Buried Stockpiles: The “Hoarding” Problem After Strikes
The “hoarded for weapons only” framing centers on pre-war stockpiles of highly enriched uranium reportedly stored at or moved through sites later struck, including material described as roughly 440 kilograms enriched to 60% and additional 20% enriched stock. Reporting describes some of that material as buried under rubble after strikes, including at facilities with tunnel access points. Iran’s foreign minister told CBS that “everything” is under rubble and suggested there are no recovery plans.
That claim is hard to evaluate from open sources alone. Rubble can slow recovery, but it can also shield activity if access points remain usable. Reporting has described “narrow access” to tunnel areas, a technical detail that cuts both ways: it may constrain large equipment, yet it can also allow covert movement by small teams. The key limitation for the public is that independent confirmation is scarce during active conflict and with inspector access constrained.
A Ground-Seizure Scenario: High Risk, High Stakes, No Easy Outs
Media reports citing U.S. and Israeli experts have described the seizure of Iran’s uranium as potentially the largest special forces operation in history, with estimates reaching more than 1,000 troops and the need for substantial logistics such as securing an airfield. Separate coverage and interviews have explored how a U.S. ground raid might unfold, focusing on hardened sites, air defenses, mines, and drone threats that would raise the cost of any mission.
President Trump has publicly signaled competing priorities in the same timeframe, emphasizing strikes and pressure focused on missiles and drones, while indicating there was no immediate seizure plan “yet.” Taken together, that leaves the strategic picture unsettled: a raid could prevent recovery of enriched material, but it also risks widening the war and triggering retaliation. A delay reduces escalation risk today, but it increases the chance the uranium becomes untraceable tomorrow.

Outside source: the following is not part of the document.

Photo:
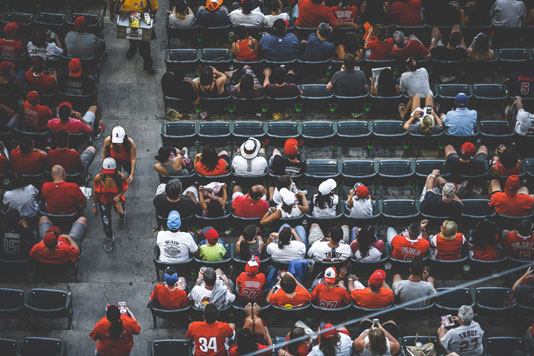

For a conservative audience that watched past administrations lean on paper agreements and optimistic assumptions, the practical issue is accountability and verification. If inspectors cannot account for material, and if enrichment can reach weapons-grade within weeks, policymakers are forced into unpleasant tradeoffs. The constitutional stakes at home are indirect but real: wars without clear objectives, timelines, and oversight have a long history of growing government power. The strongest safeguard is clarity—defined goals, measurable benchmarks, and an insistence on verifiable results.